Created attachment 901 [details] attachment-4956-0.html I redeployed slurm today to bring in a some of your patches... and it created a disaster. The redeploy basically installs the new software then does a pdsh -l root -w list '/etc/init.d/slurm restart' on all nodes that use slurm. When the backup controller was restarted... it "recovered" and did [2014-06-05T09:36:45.722] Purging files for defunct batch job 2618232 then on the primary controller [2014-06-05T09:57:00.631] error: Error opening file /d/sw/slurm/var/spool/slurm_perth/job.2618232/script, No such file or directory [2014-06-05T09:57:00.631] error: Batch script is missing, aborting job 2618232 [2014-06-05T09:57:00.631] completing job 2618232 status 0 [2014-06-05T09:57:00.639] sched: job_complete for JobId=2618232 successful, exit code=0
I see 2 things. 1. why backup starts minutes after the primary? ~20 2. The state files dont seem to be in sync. What could be the reason?
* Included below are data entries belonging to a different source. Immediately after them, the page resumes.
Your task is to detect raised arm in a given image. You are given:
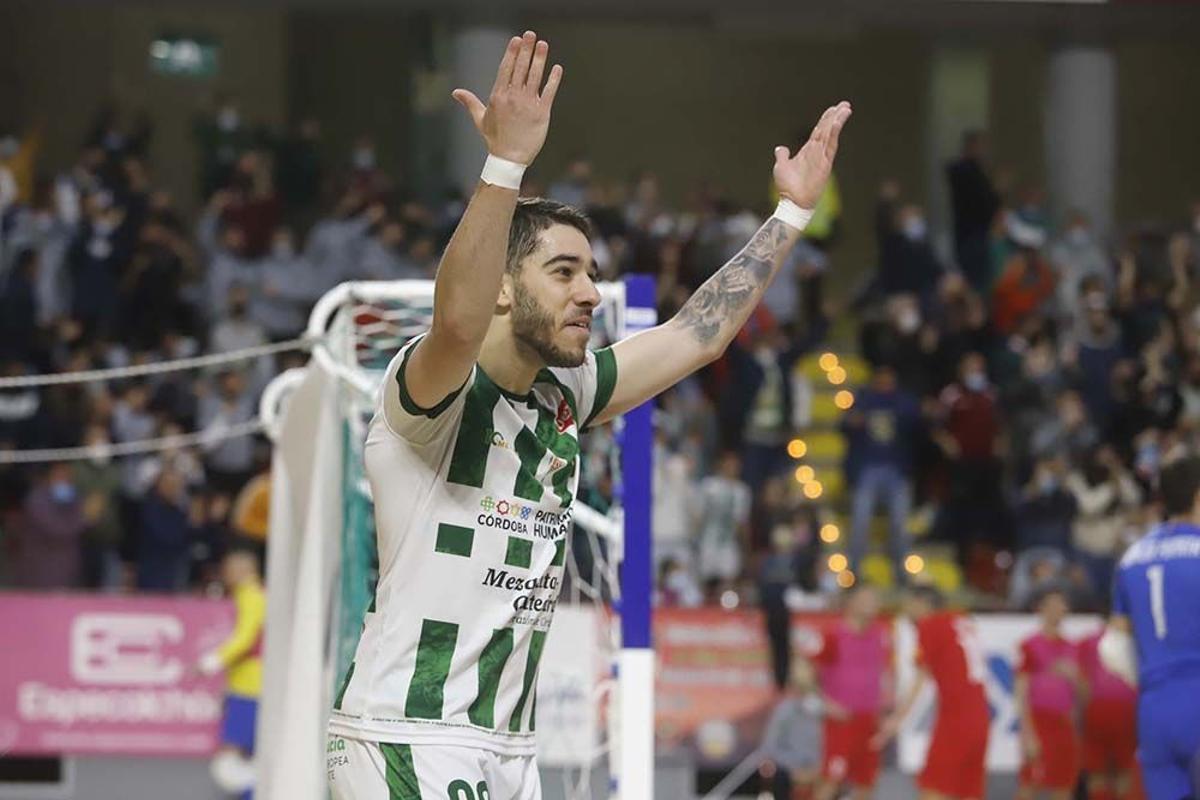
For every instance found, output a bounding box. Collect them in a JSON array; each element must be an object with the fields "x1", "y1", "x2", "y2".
[
  {"x1": 404, "y1": 31, "x2": 563, "y2": 409},
  {"x1": 585, "y1": 102, "x2": 851, "y2": 422}
]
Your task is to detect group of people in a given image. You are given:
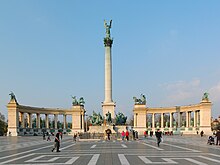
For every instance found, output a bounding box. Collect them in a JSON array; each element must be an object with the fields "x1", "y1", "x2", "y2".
[
  {"x1": 51, "y1": 132, "x2": 62, "y2": 152},
  {"x1": 121, "y1": 130, "x2": 138, "y2": 141}
]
On June 4, 2014 7:04:54 PM PDT, bugs@schedmd.com wrote: >http://bugs.schedmd.com/show_bug.cgi?id=860 > > Site: DownUnder GeoSolutions > Bug ID: 860 > Summary: backup controller deleted a heap of job scripts > Product: SLURM > Version: 14.03.0 > Hardware: Linux > OS: Linux > Status: UNCONFIRMED > Severity: 2 - High Impact > Priority: --- > Component: slurmctld daemon > Assignee: david@schedmd.com > Reporter: stuartm@dugeo.com > CC: da@schedmd.com, david@schedmd.com, jette@schedmd.com > >I redeployed slurm today to bring in a some of your patches... and it >created a >disaster. > >The redeploy basically installs the new software then does a > > pdsh -l root -w list '/etc/init.d/slurm restart' > >on all nodes that use slurm. > >When the backup controller was restarted... it "recovered" and did > >[2014-06-05T09:36:45.722] Purging files for defunct batch job 2618232 > >then on the primary controller > >[2014-06-05T09:57:00.631] error: Error opening file >/d/sw/slurm/var/spool/slurm_perth/job.2618232/script, No such file or >directory >[2014-06-05T09:57:00.631] error: Batch script is missing, aborting job >2618232 >[2014-06-05T09:57:00.631] completing job 2618232 status 0 >[2014-06-05T09:57:00.639] sched: job_complete for JobId=2618232 >successful, >exit code=0 > >-- >You are receiving this mail because: >You are on the CC list for the bug. >You are the assignee for the bug. >You are watching someone on the CC list of the bug. >You are watching the assignee of the bug.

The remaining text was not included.